Die Probleme verfliegen nicht einfach

Kaum eröffnet – schon droht dem Flughafen Berlin-Brandenburg die Pleite!

Easyjet-Maschine beim Anflug auf den BER

Berlin/Schönefeld Erst vor 3 Wochen weihte Easyjet-Pilot Thomas Wilpert den neuen Flughafen Berlin-Brandenburg (BER) mit seiner Landung ein, jetzt steht das milliardenschwere Projekt vor der Pleite. Der Luftverkehr ist während der zweiten Corona-Welle massiv eingebrochen. Der Airport steckt tief in der Krise.

Beschilderung in der Haupthalle

Die „Zweite Welle“ vermasselt dem BER seinen Start

Die Klimaaktivisten, die noch am Eröffnungstag vor dem neuen Hauptstadt-Flughafen demonstriert hatten, dürften die Bilder freuen: Keine überfüllten Hallen oder Schlangen vor den Check-In-Schaltern, stattdessen gähnende Leere. Lediglich vierstellige Besucherzahlen verbucht der BER täglich, während zur selben Zeit des Vorjahres noch rund 80.000 Gäste die Berliner Flughäfen nutzten.

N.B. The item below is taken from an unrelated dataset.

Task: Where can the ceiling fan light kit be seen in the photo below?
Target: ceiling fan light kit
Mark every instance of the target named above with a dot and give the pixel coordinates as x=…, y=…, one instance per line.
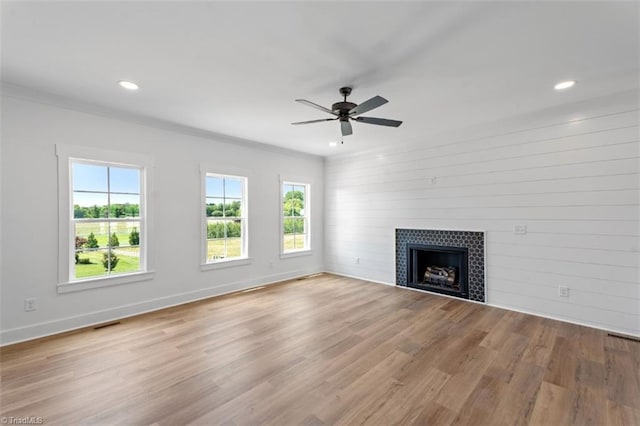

Experten erwarten erst zwischen 2023 und 2027 wieder ein Passagieraufkommen wie im Vorjahr. In diesem Jahr ist es auf rund ein Zehntel geschrumpft. Die „zweite Corona-Welle“ hat verheerende Auswirkungen auf die gesamte Luftfahrtbranche. Die Betreiber des jetzt schon hochverschuldeten Airports diskutieren über eine vorübergehende Schließung des Terminals 5, also des ehemaligen Flughafens Schönefeld, und der südlichen Start- und Landebahn.

Besucher-Terrasse zieht zahlreiche Menschen an

Laut der Sprecherin der Flughafen-Gesellschaft FBB Sabine Deckwerth frequentierten bisher rund 50.000 Schaulustige allein im November die viel umworbene Besucher-Terrasse. „Die Resonanz auf das neue Terminal ist sehr positiv.“

Dabei sorgte die neue Aussichtsplattform schon kurz nach Eröffnung für Schlagzeilen: Weil wegen der Covid-19-Richtlinien nur 400 Personen im Raum gestattet waren, taten sich davor lange Schlangen ohne Mindestabstand auf.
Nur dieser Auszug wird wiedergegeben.